Tanzania’s leading opposition party Chadema has vowed to relentlessly push electoral and legislative reforms ahead of the East African country’s election in 2025.
The center-right political party has been having dialogue with the government as one of the strategies to force reforms in a bid to have fair electoral contests.
Party’s Secretary General John Mnyika said the talks they initiated with President Samia Suluhu’s Government collapsed after realizing that the regime is not committed to constitutional and legislative reforms.
“We were in dialogue with the government but it appears after one year they are not ready to undertake constitutional and legislative changes we have been pushing,” said Mnyika.
Speaking exclusively to Kenyan Foreign Policy in Nairobi, Mnyika said their efforts are currently pushing for reforms to ensure that there are free and fair elections in Tanzania.
They have begun countrywide tours and rallies to ensure that the government sends bills for reforms in the next parliament session.
The Chadema official was in Nairobi for a Pan African Opposition Solidarity Network meeting attended by opposition figures from other east African countries. They were Martha Karua (Kenya), Kizza Besigye (Uganda), Yassin Fall (Senegal), Agathon Rwassa (Burundi), and Dorothy Semu of Tanzania’s ACT- Wazalendo Party.
Chadema has warned that they may be forced to organize countrywide protests should the state fail to send pro-reforms bills to parliament in the next session.

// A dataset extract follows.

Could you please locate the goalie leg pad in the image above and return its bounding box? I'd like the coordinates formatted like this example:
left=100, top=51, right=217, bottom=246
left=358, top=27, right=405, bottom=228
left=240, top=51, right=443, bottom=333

“If the government fails to initiate electoral reforms, then we may be forced to organise countrywide protests. This decision will however be decided by our top party organs,” said Mnyika.
Chadema luminaries have been subjected to arrests and detentions by the state. Their party leader Tundu Lissu has been holding political rallies across the country since returning from exile, criticising President Samia Suluhu Hassan’s administration for its human rights record and its handling of a controversial ports management deal.
He returned from exile after Hassan lifted a six-year ban on political rallies. He had been in Belgium since he fled in 2020 after losing the presidential election to John Magufuli.
In June 2016, the former Tanzanian president, now deceased prohibited elected officials from holding rallies outside their constituencies.
Magufuli argued that election season was over and rallies were a waste of time and a distraction from development.
This soon became a blanket ban for political gatherings as the police turned down opposition requests to organise rallies.
In some cases, even internal party meetings were disrupted with leaders and their followers harassed and arrested.
Magufuli’s successor, has made moves to reconcile with the opposition, including lifting the ban.
But she is also seen as one who is maintaining the status quo through implementing some of the draconian policies of her predecessor – including a seven-month imprisonment of Chadema leader Freeman Mbowe on charges of “terrorism financing”.